If a tree falls in a forest and no one can hear it, what does it sound like? Probably not, say something. In addition, if anyone hears it? If you think this means it has clearly made a word, you may need to correct this opinion. One of our two most basic scientific theories – Einstein’s theory of relativity – we have found a new paradox in quantum mechanics – which casts doubt on the notion of some common sense about physical reality.
Quantum mechanics vs common sense
Look at these three statements:
When someone observes an event happening, it really happened.
It is possible to make free choices, or at least, statistically random choices.
A choice made in one place cannot instantly affect a distant event. (Physicists call this “locality”.)

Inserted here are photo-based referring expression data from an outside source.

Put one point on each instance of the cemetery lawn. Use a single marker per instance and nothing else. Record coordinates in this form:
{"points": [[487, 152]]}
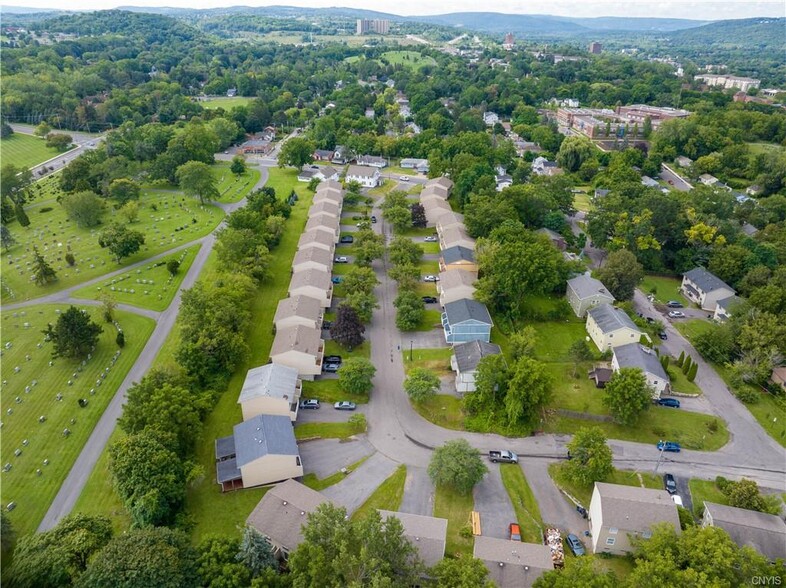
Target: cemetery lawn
{"points": [[24, 150], [166, 227], [32, 493], [153, 286]]}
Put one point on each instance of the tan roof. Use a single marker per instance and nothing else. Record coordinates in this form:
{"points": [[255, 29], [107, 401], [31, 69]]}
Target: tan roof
{"points": [[302, 306], [314, 254], [456, 279], [311, 277], [632, 508], [315, 236], [303, 339], [282, 512], [427, 534]]}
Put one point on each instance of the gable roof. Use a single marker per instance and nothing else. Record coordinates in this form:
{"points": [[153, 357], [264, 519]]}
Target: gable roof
{"points": [[637, 356], [298, 338], [707, 281], [632, 508], [271, 380], [763, 532], [457, 253], [302, 306], [463, 310], [427, 534], [468, 355], [282, 512], [265, 434], [585, 286], [609, 319]]}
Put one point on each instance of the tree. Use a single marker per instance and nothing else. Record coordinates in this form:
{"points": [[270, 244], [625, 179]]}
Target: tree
{"points": [[42, 271], [149, 476], [627, 395], [121, 241], [74, 335], [337, 552], [124, 190], [529, 389], [461, 572], [84, 208], [6, 238], [421, 384], [296, 152], [255, 552], [457, 465], [197, 179], [347, 330], [621, 273], [141, 558], [591, 458], [355, 376], [238, 166]]}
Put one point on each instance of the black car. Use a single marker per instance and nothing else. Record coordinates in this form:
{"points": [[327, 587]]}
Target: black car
{"points": [[670, 483]]}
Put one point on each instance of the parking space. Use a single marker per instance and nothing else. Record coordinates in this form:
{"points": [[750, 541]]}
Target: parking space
{"points": [[493, 504]]}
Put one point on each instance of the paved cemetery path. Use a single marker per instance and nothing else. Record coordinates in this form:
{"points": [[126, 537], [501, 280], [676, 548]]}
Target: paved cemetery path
{"points": [[75, 482]]}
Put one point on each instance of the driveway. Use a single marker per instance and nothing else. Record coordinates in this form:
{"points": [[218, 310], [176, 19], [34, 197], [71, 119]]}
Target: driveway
{"points": [[418, 492], [354, 490], [493, 504]]}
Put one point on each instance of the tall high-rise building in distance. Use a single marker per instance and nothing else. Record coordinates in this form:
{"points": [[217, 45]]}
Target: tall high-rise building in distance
{"points": [[366, 26]]}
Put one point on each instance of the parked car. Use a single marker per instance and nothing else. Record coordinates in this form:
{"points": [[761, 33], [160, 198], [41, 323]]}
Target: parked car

These are all intuitive concepts and are even widely believed by physicists. However, our research published in natural physics shows that not all of these can be true – or that quantum mechanics itself has to break down at some level.
This is the strongest result of a long series of discoveries in quantum mechanics that challenge our notions of reality. To understand why this is so important, let us look at this history.
The battle for reality
Quantum mechanics works extremely well to describe the behavior of small objects such as atoms or light particles (photons). However, that behavior is very odd. In many cases quantum theory does not provide precise answers to questions such as “Where is this particle now?” Instead, it only provides the probability for where the particle can found if observed.
For Niels Bohr, one of the founders of the theory a century ago, this is not the reason for our lack of information, because physical features such as “position” do not exist in reality until measured. What’s more, because some properties of a particle cannot fully observe together – such as position and motion – they cannot be real at the same time.
This idea of a person less than Albert Einstein found to be obsolete. In a 1935 article with co-theorists Boris Podolsky and Nathan Rosen, he argued that there must be more to reality than what quantum mechanics could describe. The article considers a pair of distant particles in a particular state that now known as an “involved” state. When the same property (say, position or velocity) measured in both involved particles, the result will be random – but there will be a relationship between the results of each particle.
For example, an observer measuring the position of the first particle can fully predict the result of measuring the position of a distant position without even touching it. Alternatively, the observer may choose to predict the velocity instead. Contrary to Bohr’s interpretation, they had a natural explanation, arguing that if both properties existed before the measurement. However, in 1964 the Northern Irish physicist John Bell discovered that Einstein’s argument was shattered if you conducted a more complex combination of different measurements in two particles.
Bell showed that if two observers randomly and individually chose one or the other property of their particles as a measure of position or velocity, the average results could not explained in any theory where both position and motion had locally existing properties.
While this may seem unbelievable, experimental tests have now concluded that Bell has a correlation. For many physicists, this proves that Bohr was right: physical properties do not exist until they measured. However, it raises the important question: what is so special about “measurement”?